# How to find a vector A that has the same direction as ⟨−8,7,8⟩ but has length 3 ?

Oct 7, 2015

$\left(- \frac{24}{\sqrt{177}} , \frac{21}{\sqrt{177}} , \frac{24}{\sqrt{177}}\right)$

#### Explanation:

The idea is based on a concept of scaling and similarity.
Any vector that "has the same direction" as $\left(- 8 , 7 , 8\right)$ has all the coordinates proportional to this given vector and, therefore, can be described by coordinates $\left(- 8 f , 7 f , 8 f\right)$ where $f$ is a scaling factor.

All we need now is to find a scaling factor that leads to a vector with the length $3$.

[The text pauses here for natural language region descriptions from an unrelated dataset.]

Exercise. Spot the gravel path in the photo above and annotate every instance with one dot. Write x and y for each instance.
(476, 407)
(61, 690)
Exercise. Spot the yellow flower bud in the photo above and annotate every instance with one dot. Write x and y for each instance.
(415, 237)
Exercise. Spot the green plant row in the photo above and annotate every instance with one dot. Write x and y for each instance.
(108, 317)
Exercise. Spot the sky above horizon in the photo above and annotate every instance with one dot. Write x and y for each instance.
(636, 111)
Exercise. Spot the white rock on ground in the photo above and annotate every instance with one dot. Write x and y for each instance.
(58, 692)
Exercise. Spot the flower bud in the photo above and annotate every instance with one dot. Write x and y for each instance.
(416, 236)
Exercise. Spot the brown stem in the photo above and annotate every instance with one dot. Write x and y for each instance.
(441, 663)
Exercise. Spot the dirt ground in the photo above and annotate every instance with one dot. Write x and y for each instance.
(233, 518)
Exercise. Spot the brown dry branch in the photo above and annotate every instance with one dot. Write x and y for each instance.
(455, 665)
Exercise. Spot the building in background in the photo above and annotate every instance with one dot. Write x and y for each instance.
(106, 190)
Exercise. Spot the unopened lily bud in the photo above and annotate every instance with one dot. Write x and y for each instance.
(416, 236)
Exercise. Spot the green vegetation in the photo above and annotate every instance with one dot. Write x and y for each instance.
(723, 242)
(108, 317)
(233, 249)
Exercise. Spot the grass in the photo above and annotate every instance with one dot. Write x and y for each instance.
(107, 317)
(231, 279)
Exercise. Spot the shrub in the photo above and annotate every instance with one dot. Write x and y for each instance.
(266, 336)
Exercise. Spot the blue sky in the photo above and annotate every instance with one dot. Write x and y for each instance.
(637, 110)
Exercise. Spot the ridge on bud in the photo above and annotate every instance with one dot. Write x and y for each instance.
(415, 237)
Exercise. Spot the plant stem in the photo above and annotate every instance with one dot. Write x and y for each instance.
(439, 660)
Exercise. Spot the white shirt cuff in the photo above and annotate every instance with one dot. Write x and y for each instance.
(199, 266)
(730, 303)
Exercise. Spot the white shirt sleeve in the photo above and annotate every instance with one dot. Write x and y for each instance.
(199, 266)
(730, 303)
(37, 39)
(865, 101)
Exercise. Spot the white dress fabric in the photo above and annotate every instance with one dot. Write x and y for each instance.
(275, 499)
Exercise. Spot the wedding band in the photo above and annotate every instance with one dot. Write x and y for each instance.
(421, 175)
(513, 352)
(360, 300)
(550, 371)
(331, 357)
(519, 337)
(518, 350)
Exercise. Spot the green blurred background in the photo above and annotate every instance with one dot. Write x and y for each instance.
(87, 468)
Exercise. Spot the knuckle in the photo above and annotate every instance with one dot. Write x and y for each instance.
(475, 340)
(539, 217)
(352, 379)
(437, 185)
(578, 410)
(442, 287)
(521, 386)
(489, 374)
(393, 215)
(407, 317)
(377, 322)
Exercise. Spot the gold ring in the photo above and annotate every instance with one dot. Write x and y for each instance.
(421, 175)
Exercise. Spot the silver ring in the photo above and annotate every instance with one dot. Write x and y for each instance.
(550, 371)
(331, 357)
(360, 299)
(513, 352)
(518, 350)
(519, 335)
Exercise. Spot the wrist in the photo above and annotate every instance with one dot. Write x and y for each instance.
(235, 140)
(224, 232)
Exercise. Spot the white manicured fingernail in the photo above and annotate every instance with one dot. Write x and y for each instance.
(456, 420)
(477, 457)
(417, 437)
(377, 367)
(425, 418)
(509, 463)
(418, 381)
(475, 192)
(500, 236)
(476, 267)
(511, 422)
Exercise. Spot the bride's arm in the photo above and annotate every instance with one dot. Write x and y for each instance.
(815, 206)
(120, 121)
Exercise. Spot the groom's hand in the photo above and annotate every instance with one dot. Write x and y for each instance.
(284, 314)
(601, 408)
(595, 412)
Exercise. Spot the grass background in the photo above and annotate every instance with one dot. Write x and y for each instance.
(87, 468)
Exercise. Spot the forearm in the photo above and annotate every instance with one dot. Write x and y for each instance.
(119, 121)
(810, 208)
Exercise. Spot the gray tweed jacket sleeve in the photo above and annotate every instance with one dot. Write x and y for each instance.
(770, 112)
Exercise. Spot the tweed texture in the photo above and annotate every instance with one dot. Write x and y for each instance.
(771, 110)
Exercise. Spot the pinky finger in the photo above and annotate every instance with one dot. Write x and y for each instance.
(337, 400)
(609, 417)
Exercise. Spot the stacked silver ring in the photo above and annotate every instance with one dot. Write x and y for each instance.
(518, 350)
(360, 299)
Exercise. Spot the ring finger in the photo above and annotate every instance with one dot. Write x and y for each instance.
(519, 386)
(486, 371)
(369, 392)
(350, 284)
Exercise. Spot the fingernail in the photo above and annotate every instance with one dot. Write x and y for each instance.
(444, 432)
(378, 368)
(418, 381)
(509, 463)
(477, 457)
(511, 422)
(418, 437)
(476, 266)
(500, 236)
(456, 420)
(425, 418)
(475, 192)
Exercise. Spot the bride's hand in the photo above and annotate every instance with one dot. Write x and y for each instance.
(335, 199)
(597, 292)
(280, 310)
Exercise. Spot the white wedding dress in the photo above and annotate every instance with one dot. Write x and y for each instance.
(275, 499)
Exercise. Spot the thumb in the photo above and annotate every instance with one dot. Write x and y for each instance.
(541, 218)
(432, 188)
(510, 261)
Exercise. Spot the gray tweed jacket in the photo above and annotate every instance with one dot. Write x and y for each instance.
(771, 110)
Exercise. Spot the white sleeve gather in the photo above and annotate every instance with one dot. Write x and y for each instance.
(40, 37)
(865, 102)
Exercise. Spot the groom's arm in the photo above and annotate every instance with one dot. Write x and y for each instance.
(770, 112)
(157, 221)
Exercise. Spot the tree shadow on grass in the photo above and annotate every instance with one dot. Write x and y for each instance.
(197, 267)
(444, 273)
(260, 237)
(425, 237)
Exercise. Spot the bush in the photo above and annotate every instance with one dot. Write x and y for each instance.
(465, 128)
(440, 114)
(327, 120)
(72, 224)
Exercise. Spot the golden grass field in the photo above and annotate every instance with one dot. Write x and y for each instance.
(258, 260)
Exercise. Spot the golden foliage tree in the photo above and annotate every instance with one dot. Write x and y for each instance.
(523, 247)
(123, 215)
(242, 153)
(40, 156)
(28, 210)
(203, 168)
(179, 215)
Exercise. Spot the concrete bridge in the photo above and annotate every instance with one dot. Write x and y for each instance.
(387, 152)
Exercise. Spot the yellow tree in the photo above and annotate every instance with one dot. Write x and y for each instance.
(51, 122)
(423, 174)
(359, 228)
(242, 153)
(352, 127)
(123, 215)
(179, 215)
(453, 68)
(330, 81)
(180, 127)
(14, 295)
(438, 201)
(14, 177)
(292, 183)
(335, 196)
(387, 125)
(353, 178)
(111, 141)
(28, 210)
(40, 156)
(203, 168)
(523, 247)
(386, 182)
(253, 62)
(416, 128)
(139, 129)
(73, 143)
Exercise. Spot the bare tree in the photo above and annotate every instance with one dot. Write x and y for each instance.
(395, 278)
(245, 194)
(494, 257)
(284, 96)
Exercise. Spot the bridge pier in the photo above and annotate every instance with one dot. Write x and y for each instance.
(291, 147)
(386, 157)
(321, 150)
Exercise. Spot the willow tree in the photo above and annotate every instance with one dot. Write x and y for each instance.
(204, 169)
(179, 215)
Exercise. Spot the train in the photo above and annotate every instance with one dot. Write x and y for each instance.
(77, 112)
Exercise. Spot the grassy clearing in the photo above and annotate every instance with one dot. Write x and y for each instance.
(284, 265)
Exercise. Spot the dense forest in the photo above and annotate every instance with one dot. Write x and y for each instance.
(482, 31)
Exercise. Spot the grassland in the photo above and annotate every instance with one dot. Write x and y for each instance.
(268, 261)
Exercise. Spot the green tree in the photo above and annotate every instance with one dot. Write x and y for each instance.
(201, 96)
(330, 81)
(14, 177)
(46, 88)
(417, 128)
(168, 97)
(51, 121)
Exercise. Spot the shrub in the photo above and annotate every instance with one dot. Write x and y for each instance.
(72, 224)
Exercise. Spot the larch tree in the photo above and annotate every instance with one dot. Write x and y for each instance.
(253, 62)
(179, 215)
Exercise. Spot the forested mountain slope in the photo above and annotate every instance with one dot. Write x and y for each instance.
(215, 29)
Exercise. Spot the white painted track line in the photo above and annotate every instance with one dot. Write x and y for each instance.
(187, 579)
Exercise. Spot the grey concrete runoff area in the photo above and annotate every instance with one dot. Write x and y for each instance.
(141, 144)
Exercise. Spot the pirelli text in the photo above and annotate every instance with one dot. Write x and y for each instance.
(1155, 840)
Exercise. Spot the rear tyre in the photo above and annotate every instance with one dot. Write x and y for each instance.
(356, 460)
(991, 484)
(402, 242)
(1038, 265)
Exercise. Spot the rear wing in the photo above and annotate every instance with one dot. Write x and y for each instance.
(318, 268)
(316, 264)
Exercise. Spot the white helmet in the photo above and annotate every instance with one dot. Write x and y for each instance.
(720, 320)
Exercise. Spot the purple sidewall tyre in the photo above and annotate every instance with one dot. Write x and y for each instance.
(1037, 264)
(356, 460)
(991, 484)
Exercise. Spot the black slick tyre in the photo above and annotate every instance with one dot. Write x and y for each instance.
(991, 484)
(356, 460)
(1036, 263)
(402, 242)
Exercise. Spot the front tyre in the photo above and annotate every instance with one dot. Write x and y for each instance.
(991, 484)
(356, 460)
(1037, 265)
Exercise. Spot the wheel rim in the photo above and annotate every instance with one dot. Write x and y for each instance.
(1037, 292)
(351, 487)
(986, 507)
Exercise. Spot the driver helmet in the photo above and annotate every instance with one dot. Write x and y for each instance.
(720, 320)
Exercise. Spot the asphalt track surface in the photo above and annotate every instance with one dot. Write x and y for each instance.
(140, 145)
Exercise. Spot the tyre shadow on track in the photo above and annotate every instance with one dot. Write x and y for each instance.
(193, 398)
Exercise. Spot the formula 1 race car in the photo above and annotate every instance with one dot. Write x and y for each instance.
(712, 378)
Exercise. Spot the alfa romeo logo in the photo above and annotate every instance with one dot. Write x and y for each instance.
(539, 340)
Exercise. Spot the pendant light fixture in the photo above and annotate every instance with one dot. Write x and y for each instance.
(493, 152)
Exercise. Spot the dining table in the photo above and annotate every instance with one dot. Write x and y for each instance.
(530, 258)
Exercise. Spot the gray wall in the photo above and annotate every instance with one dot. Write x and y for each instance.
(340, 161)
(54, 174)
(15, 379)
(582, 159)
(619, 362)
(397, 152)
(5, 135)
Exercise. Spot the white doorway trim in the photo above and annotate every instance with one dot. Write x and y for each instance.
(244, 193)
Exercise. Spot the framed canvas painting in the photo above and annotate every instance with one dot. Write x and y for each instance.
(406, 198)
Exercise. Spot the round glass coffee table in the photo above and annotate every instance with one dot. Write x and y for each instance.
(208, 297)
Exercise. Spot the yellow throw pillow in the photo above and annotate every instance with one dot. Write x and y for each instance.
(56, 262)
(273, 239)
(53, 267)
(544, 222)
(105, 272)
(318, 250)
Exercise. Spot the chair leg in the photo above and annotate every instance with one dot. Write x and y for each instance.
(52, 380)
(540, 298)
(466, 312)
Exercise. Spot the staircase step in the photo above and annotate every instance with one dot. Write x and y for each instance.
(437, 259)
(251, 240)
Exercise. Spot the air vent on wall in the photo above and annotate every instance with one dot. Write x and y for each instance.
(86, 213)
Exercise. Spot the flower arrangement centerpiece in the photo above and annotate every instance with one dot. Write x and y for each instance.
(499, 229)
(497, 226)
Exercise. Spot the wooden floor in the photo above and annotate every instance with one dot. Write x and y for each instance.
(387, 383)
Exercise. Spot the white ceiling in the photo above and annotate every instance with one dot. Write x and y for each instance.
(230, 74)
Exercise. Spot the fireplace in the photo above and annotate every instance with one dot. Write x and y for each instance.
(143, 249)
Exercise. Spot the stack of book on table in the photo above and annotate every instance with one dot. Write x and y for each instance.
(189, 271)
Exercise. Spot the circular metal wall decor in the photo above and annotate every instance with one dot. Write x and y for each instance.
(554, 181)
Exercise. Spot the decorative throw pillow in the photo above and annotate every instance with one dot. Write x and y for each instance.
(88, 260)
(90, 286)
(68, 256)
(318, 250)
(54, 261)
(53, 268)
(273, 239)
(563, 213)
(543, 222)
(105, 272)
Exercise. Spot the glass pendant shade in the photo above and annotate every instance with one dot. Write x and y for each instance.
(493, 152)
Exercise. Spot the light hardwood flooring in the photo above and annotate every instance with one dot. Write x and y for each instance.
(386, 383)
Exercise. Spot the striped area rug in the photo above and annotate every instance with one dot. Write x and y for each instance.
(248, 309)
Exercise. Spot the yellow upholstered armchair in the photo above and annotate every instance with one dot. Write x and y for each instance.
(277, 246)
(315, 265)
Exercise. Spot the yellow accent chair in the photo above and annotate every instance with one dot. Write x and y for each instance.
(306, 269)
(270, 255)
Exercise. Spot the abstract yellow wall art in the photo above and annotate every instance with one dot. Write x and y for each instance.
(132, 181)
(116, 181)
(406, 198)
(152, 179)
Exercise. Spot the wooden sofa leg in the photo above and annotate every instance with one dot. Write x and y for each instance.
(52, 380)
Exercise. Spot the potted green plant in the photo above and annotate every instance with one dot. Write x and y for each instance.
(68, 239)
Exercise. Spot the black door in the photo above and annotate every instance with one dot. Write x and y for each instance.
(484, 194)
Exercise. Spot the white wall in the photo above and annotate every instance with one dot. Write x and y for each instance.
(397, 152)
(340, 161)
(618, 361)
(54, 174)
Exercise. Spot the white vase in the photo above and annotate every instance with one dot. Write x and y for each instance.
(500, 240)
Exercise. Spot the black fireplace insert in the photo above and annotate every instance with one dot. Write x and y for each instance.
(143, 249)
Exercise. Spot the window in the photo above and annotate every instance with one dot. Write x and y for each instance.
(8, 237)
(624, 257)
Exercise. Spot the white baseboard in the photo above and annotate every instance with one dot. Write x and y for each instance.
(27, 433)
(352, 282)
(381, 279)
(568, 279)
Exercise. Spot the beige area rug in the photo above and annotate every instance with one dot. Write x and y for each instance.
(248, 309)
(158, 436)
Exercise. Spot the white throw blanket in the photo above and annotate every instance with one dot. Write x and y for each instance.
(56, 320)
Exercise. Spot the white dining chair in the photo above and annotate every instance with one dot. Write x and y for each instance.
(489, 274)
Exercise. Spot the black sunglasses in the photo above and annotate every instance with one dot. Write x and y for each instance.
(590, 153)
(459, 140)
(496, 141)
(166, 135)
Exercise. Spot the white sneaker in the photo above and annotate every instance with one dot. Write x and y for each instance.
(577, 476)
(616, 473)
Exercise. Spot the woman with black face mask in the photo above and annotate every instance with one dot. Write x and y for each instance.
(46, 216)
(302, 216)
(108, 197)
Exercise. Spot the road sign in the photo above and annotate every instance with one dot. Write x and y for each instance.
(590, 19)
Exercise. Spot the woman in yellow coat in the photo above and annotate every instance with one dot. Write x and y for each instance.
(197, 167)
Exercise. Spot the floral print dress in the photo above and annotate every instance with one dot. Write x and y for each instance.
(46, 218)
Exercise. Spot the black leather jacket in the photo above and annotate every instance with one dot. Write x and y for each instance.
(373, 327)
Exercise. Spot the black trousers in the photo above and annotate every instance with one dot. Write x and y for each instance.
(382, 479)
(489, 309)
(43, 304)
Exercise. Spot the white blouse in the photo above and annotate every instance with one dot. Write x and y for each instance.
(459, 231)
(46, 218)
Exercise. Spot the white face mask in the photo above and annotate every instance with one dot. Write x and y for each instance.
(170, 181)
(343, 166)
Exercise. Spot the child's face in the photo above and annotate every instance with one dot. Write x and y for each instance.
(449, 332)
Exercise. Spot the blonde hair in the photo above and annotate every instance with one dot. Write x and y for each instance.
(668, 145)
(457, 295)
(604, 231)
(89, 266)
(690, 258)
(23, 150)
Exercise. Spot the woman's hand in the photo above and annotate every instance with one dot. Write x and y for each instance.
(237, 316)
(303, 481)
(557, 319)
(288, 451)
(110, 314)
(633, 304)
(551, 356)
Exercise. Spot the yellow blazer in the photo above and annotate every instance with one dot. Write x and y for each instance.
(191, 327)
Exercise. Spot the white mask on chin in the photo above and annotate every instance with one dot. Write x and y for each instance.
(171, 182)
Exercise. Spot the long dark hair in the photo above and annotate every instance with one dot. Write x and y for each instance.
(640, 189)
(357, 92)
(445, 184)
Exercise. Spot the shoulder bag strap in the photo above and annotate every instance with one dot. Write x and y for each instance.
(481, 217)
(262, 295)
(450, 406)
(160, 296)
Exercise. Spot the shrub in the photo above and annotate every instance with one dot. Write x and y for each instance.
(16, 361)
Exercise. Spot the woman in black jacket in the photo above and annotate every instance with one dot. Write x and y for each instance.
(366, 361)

The length of a vector with coordinates $\left(- 8 f , 7 f , 8 f\right)$ equals to
$\sqrt{64 {f}^{2} + 49 {f}^{2} + 64 {f}^{2}} = f \cdot \sqrt{177}$

So, if we want the length to be equal to $3$, we should choose
$f = \frac{3}{\sqrt{177}}$

The coordinates of a vector with the same direction as $\left(- 8 , 7 , 8\right)$ but with the length $3$ will be
$\left(- \frac{24}{\sqrt{177}} , \frac{21}{\sqrt{177}} , \frac{24}{\sqrt{177}}\right)$

Oct 7, 2015

${\overline{A}}_{3} \cong < - 1.80 , 1.578 , 1.80 >$

#### Explanation:

Let
$\textcolor{w h i t e}{\text{XXX}} {\overline{A}}_{o}$: be the original vector $< - 8 , 7 , 8 >$
$\textcolor{w h i t e}{\text{XXX}} {\overline{A}}_{1}$: be unit vector in same direction as ${\overline{A}}_{o}$
$\textcolor{w h i t e}{\text{XXX}} {\overline{A}}_{3}$: be vector in same direction as ${\overline{A}}_{o}$ with length of $3$

$| {\overline{A}}_{o} | = \sqrt{{\left(- 8\right)}^{2} + {7}^{2} + {8}^{2}} = \sqrt{177} \cong 13.304$

${\overline{A}}_{1} = \frac{{\overline{A}}_{o}}{|} {\overline{A}}_{o} | = < \frac{- 8}{\sqrt{177}} , \frac{7}{\sqrt{177}} , \frac{8}{\sqrt{177}} >$

${\overline{A}}_{3} = 3 \cdot {\overline{A}}_{1}$
$\textcolor{w h i t e}{\text{XXX}} = < \frac{- 24}{\sqrt{177}} , \frac{21}{\sqrt{177}} , \frac{24}{\sqrt{177}} >$

$\textcolor{w h i t e}{\text{XXX}} \cong < - 1.80 , 1.578 , 1.80 >$